Cuba a annoncé le 20 avril avoir mené des discussions récentes à La Havane avec des responsables américains, révélant un dialogue entre l'île communiste et les États-Unis, malgré un contexte tendu.
Un haut fonctionnaire du ministère des affaires étrangères cubain, Alejandro Garcia, a déclaré au quotidien d'État Granma : « Une rencontre entre les délégations cubaine et américaine s’est tenue récemment ici à Cuba ». Ces échanges interviennent alors même que l'embargo américain, en place depuis 1962, crée des tensions croissantes, exacerbées par des restrictions drastiques récentes ciblant les importations de pétrole sur l'île.
Garcia a précisé que des secrétaires adjoints du Département d'État américain étaient présents, tandis que la délégation cubaine était composée de vice-ministres des affaires étrangères. Le média Axios avait rapporté que la rencontre avait eu lieu le 10 avril et impliquait des responsables cubains, incluant le petit-fils de Raúl Castro.
Regain de tensions
Selon Axios, les diplomates américains auraient abordé des exigences délicates, telles que la libération de prisonniers politiques. Cependant, Garcia a précisé qu'aucun ultimatum n'avait été délivré : « Tous les échanges se sont déroulés de manière respectueuse et professionnelle ».
Il a également déclaré que la levée des restrictions énergétiques imposées par Washington était une priorité pour la délégation cubaine, qualifiant ces sanctions de « punition injustifiée » pour la population.

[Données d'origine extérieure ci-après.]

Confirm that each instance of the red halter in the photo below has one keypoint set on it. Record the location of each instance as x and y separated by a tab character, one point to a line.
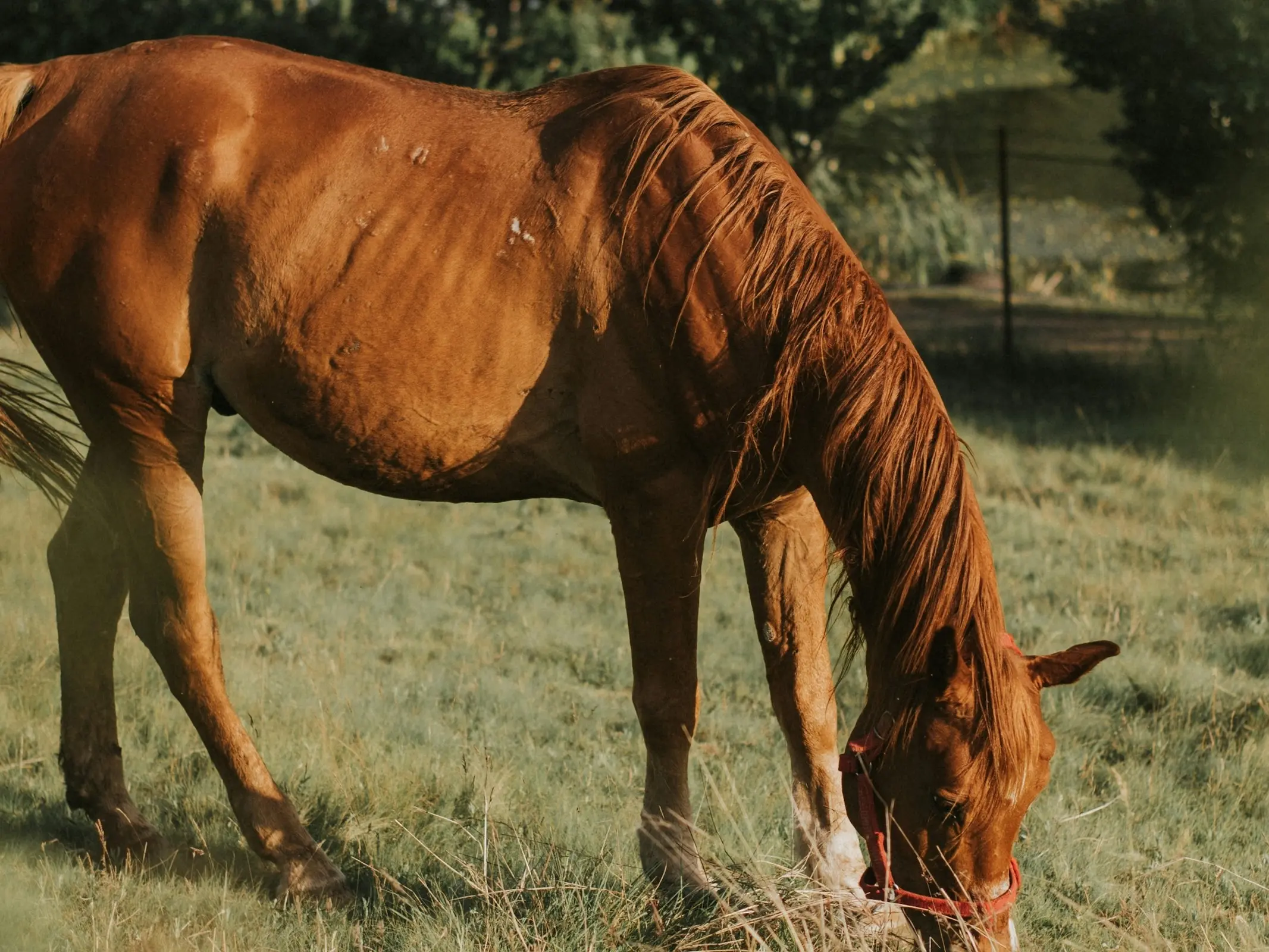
879	882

Garcia a également dénoncé le « chantage » exercé sur les pays pouvant exporter du pétrole vers Cuba.
Ces pourparlers signalent une tentative de désamorcer les tensions croissantes entre les deux nations, aggravées par un contexte économique difficile à Cuba. Les deux pays continuent de naviguer dans des eaux complexes, cherchant à établir un dialogue qui pourrait mener à des améliorations dans leurs relations.